By Josh McConnell and Brian O’Neill
Twitter’s filing for an initial public offering is strategically tied to the recovery of Facebook’s stock price, business experts said Friday.
Twitter announced its plans in a tweet late Thursday, saying the social media giant has “confidentially submitted an S-1 to the SEC for a planned IPO.”
We’ve confidentially submitted an S-1 to the SEC for a planned IPO. This Tweet does not constitute an offer of any securities for sale.
— Twitter (@twitter) September 12, 2013
With the news, observers began making comparisons to Facebook.
“First, you have to look at how markets were with Facebook,” Eric Kirzner, investment professor at University of Toronto’s Rotman School of Management, told Humber News. “There was a remarkable fall then a remarkable recovery.”
Facebook’s stock was priced at $38 when it hit the market on May 18, 2012 and declined to a low of $17.55 by Sept. 2012 before slowly turning around.
Now that Facebook’s stock has finally passed its original offering price, Kirzner says the time is right for Twitter to announce its intent for an initial public offering.
“Hopefully people will ask tougher questions this time.”

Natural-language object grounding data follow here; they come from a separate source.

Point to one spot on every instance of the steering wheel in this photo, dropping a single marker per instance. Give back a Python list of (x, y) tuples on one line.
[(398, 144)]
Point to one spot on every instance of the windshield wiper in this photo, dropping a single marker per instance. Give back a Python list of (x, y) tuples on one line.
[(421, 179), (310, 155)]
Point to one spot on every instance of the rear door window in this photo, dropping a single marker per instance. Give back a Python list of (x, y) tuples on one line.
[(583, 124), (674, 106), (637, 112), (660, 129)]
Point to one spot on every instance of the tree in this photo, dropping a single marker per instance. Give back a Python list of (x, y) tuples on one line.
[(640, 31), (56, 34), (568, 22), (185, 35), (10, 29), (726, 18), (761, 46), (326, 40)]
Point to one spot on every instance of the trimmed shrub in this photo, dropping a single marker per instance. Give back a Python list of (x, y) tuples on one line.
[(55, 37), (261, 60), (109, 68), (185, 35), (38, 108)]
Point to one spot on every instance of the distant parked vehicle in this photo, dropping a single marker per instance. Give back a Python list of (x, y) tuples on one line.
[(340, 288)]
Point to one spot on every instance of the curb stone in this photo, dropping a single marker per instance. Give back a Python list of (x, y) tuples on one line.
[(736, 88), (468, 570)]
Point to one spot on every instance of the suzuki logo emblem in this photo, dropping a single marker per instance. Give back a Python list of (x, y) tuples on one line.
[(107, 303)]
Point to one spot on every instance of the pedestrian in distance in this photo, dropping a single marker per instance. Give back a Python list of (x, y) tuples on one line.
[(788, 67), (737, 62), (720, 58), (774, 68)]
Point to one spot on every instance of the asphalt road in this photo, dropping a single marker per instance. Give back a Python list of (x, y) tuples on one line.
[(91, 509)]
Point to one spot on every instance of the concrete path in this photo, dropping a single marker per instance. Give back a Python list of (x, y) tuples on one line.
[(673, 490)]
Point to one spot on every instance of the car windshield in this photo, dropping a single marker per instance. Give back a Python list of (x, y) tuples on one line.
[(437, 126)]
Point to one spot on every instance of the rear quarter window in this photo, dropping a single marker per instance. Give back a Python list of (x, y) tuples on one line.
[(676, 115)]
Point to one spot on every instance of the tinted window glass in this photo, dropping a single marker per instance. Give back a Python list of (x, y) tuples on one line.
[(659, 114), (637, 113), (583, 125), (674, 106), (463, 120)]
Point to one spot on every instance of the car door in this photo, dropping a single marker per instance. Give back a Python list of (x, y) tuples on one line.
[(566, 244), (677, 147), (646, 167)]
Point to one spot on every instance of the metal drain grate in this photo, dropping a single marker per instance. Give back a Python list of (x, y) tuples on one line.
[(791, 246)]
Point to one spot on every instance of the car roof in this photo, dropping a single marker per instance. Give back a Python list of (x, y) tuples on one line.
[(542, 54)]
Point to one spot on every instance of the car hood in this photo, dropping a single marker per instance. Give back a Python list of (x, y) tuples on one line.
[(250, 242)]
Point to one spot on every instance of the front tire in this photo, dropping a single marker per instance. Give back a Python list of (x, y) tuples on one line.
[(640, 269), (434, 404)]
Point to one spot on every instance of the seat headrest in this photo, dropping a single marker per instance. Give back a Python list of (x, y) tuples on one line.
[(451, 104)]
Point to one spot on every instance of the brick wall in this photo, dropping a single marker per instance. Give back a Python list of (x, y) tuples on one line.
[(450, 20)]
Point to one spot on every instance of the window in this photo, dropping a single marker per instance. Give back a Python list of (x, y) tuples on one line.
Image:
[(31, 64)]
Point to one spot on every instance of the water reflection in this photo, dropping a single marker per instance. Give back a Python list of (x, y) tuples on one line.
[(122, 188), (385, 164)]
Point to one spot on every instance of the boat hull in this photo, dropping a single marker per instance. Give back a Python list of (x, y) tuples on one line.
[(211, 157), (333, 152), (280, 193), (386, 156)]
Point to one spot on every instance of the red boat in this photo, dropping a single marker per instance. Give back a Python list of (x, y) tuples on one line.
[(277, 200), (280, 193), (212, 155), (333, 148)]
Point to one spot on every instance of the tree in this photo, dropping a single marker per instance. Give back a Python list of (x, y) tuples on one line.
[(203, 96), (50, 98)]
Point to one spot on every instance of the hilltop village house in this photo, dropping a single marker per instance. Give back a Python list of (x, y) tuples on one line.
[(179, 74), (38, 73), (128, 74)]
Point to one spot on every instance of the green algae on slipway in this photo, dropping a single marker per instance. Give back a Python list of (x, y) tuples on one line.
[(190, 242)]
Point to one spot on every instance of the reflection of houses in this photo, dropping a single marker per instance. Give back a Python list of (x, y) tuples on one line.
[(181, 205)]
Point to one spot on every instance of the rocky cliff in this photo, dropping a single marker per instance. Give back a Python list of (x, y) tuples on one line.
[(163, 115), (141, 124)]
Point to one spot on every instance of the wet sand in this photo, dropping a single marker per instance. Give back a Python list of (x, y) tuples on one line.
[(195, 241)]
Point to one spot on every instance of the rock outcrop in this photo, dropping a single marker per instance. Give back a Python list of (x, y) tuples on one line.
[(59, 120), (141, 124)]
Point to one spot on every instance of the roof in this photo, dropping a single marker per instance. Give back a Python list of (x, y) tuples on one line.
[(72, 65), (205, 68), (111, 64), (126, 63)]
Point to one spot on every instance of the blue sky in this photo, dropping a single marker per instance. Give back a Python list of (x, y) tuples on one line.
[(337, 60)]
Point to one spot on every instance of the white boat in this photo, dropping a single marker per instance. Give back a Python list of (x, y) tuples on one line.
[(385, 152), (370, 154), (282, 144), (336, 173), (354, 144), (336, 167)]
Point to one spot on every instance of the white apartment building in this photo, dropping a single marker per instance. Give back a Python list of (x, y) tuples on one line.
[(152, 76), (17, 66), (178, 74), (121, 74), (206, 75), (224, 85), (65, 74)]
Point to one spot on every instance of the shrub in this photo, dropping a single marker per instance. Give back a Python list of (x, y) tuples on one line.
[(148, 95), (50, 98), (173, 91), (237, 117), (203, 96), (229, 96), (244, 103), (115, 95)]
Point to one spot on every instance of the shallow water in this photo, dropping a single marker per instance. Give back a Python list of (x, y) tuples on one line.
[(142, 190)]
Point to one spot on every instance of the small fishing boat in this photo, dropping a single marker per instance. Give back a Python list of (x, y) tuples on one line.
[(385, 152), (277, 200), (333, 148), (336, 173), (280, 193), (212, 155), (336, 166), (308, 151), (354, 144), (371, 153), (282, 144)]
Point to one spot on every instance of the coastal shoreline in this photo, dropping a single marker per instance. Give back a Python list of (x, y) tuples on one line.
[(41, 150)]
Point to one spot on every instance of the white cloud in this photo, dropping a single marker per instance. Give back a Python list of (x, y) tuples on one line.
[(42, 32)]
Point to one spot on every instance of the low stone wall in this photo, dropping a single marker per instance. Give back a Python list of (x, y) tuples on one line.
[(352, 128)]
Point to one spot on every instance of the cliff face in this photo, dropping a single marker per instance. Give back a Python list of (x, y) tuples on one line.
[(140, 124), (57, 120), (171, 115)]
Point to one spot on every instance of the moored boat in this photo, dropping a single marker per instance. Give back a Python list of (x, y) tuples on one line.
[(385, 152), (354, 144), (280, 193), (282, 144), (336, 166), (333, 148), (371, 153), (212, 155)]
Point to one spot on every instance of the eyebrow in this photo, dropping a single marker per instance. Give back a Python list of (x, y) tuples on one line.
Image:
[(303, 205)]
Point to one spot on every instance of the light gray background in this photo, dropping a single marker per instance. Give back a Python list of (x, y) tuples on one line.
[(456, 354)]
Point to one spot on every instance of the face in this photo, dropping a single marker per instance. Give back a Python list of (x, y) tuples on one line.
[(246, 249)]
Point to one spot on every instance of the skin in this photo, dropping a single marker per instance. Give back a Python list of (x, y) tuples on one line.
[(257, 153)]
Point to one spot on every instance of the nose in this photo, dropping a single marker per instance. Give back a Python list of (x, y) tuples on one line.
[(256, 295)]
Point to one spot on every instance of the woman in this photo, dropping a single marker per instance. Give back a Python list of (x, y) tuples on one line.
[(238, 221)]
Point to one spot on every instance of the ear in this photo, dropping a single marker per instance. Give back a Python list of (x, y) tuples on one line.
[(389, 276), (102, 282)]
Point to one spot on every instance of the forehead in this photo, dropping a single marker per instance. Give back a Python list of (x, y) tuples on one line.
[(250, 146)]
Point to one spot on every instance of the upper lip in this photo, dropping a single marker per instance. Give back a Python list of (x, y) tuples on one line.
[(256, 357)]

Though the timing of the decision to go public is as a good as any, Twitter still won’t likely file for its IPO until late this year or early 2014, says Peter Madott, an associate dean of the Business School at Humber College.
“I don’t know if there is a reason to rush,” says Madott. “They want to avoid the situation that happened with Facebook. The process of Facebook has been buy, watch it dive and then pray for a time for it to exceed its original cost.”
Twitter will have to analyze the market to determine whether overall investment confidence is high enough to support an IPO by the end of the year, says Madott.
However, those looking to make a quick buck off of Twitter’s IPO may want to reconsider as stocks will not be available for the average investor, says Kirzner. Stocks for Twitter will most likely be aimed at higher investors in primary markets, he says.
“If it becomes a hot stock, then retail investors will have to buy in the after market for a higher price than market value. So the main question is suitability: Who is the IPO aimed at?”